The Age of Shadows (Kim Jee-woon, South Korea) — Special Presentations

ageofshadows_04By Tommasso Tocci

A satisfying cloak-and-dagger thriller set in Japanese-occupied Korea during the 1920s, Kim Jee-woon’s The Age of Shadows betrays a kind of business-like approach to spy games, institutional and otherwise. With an unobstructed point of view that moves swiftly between the upper echelons of the Japanese police force and the busy Seoul shopfronts hiding members of the resistance, everybody here is aware of everybody else’s scheming. The first half of the movie features an extended series of briefings and meetings—admirably accessible for a film that’s a giant balancing act of mainstream, genre, and historical necessities—staged with controlled urgency, so much so that you half expect each player to reach for the game clock after getting out of a car or an office.

The resistance dreams of independence and resorts to bombings, while the Japanese authorities task a Korean officer (Song Kang-ho, hiding vast reserves of guilt and sorrow under that long, black coat) with flushing them out from the inside. Loyalties quickly begin to wane, and there’s room for some understated, warm brilliance in pairing up some of the characters under DP Kim Ji-yong’s ubiquitous yellowish lamps. The fateful first encounter between Lee and the resistance’s key lieutenant, antiques merchant Kim Woo-jin (Gong Yoo), is a marvel—and it needs to be in order to sell their crucial relationship later on.

As solid as the setup is, the outstanding section of The Age of Shadows is the central one.
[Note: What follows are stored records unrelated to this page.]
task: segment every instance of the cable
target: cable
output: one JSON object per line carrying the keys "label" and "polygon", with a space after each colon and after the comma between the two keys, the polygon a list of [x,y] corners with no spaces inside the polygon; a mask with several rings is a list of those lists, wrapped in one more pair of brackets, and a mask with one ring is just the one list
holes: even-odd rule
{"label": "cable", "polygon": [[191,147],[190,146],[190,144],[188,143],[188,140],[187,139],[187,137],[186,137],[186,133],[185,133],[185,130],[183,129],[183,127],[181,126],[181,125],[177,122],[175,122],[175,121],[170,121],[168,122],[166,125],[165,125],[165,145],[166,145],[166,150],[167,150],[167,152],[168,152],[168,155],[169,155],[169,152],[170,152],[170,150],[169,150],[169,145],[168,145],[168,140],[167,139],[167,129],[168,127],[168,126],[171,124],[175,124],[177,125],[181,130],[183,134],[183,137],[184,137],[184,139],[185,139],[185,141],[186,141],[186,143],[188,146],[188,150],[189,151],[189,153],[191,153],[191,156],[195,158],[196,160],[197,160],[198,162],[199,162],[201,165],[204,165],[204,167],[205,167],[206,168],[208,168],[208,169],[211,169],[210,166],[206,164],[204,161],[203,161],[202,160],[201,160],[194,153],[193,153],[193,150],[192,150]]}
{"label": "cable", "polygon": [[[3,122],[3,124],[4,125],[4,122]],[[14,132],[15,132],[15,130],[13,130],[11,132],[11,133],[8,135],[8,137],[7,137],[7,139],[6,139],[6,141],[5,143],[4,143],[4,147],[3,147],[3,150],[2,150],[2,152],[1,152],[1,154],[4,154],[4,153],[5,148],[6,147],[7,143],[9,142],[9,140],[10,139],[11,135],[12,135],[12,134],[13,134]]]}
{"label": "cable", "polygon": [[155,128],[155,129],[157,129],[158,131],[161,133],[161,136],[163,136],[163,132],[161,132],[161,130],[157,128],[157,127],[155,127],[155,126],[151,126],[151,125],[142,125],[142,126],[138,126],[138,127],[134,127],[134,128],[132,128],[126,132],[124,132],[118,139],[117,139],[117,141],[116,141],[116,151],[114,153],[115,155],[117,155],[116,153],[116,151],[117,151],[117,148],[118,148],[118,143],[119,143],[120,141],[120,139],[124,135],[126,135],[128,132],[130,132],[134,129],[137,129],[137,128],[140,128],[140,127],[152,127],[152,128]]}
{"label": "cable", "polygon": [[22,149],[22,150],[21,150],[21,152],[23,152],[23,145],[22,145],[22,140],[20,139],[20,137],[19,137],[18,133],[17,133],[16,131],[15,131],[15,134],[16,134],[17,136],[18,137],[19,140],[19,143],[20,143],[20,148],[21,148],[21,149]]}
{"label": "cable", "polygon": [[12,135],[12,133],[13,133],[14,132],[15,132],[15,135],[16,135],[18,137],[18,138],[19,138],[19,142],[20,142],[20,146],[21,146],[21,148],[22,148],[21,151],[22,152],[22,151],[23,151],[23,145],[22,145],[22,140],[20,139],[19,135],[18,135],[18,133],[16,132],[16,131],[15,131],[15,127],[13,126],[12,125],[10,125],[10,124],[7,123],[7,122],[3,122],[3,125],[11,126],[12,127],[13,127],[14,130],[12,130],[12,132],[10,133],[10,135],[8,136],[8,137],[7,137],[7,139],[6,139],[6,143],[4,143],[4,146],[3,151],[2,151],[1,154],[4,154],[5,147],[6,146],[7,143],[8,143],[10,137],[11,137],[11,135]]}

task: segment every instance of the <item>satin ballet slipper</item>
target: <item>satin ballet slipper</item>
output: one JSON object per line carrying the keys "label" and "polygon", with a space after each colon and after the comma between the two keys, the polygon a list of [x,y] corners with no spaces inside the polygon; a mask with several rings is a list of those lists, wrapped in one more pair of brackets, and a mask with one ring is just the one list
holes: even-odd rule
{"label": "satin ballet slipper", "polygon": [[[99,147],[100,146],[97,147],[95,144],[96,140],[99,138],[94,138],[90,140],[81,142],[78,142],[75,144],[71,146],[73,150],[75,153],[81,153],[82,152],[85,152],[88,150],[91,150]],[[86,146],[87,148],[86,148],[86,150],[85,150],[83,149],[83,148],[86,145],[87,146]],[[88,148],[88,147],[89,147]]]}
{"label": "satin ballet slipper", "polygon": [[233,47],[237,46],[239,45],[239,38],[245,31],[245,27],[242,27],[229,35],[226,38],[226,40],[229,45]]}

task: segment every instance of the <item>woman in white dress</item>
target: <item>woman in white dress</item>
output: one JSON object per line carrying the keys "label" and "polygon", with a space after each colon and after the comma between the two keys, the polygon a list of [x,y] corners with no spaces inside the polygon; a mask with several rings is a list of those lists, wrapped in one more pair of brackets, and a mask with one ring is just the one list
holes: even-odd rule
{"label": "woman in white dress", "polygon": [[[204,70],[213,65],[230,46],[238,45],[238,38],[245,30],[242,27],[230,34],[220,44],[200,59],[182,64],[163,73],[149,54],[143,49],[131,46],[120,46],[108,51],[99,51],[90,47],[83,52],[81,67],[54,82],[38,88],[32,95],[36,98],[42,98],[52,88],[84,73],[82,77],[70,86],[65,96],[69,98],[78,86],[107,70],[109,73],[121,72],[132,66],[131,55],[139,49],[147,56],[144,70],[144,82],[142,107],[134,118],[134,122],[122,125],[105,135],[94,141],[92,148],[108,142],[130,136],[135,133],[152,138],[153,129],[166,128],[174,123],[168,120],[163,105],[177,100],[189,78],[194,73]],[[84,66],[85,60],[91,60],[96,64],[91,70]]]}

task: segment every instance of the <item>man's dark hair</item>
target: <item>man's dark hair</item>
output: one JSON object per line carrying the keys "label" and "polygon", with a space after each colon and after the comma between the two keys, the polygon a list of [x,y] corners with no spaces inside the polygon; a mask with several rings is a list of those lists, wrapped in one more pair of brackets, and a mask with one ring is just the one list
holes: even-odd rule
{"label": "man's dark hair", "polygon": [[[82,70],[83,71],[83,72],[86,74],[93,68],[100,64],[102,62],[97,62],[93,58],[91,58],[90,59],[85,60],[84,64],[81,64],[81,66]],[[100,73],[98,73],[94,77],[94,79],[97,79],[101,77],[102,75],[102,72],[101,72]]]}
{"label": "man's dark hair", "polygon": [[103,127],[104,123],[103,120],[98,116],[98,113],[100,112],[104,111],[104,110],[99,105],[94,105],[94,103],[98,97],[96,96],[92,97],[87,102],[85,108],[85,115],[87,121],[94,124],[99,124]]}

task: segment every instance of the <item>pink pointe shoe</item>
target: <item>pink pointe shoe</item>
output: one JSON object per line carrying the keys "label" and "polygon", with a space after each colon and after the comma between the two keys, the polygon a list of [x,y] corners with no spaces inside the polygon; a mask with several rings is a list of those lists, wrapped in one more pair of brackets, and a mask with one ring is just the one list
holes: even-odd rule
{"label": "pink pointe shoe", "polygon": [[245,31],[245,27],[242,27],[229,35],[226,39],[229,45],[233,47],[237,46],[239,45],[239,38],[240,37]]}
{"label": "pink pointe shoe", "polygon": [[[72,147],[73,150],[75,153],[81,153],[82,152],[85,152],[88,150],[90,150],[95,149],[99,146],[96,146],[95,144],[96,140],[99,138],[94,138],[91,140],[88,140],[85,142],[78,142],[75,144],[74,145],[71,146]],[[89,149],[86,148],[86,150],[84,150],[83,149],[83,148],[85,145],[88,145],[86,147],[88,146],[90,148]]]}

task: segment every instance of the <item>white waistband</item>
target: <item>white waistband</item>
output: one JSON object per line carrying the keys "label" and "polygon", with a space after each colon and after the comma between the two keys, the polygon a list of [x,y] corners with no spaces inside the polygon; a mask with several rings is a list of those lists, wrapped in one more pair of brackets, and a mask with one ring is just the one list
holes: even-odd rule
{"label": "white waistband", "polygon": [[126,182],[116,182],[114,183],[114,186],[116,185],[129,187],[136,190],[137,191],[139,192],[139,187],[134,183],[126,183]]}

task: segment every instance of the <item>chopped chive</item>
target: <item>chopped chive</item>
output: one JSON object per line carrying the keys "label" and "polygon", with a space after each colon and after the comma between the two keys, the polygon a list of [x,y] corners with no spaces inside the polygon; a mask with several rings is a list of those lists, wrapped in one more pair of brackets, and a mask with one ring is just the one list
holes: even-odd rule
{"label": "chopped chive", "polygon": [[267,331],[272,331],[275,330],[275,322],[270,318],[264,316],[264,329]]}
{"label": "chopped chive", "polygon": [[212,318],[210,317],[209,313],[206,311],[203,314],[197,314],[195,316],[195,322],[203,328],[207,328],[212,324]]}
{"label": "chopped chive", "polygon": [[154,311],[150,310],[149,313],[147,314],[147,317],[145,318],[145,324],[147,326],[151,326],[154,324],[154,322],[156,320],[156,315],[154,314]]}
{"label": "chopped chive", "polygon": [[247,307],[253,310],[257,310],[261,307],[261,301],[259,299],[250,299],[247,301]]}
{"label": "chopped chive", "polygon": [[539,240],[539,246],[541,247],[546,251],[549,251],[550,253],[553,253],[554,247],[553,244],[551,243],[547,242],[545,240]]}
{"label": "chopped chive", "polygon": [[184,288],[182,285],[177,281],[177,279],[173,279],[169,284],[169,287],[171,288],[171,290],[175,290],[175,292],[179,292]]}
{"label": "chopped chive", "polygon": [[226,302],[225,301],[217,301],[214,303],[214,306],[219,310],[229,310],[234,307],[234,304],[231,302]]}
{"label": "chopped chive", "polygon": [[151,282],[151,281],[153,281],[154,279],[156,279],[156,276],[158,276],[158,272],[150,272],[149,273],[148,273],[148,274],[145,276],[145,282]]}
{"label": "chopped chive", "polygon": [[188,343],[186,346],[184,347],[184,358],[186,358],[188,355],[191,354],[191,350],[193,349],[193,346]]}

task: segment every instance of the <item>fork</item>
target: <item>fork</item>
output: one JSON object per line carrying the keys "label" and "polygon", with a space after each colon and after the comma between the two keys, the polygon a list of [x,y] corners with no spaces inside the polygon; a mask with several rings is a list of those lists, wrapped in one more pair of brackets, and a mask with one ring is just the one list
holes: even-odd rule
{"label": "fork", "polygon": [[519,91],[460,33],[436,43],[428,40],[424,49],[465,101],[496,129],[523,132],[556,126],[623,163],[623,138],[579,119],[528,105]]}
To merely call it an exciting set piece on a train running between Shanghai and Seoul doesn’t quite capture the extent of its classical meticulousness. Taking its time at the start of the ride, and explosively capping it off at the end, it reaches Snowpiercer (2013) levels of intensity in just over 20 minutes. Editing, direction, and the striking production design offer top-notch support to the script’s turning point, with double agents and resistance moles all threatening to unmask each other in tight corridors.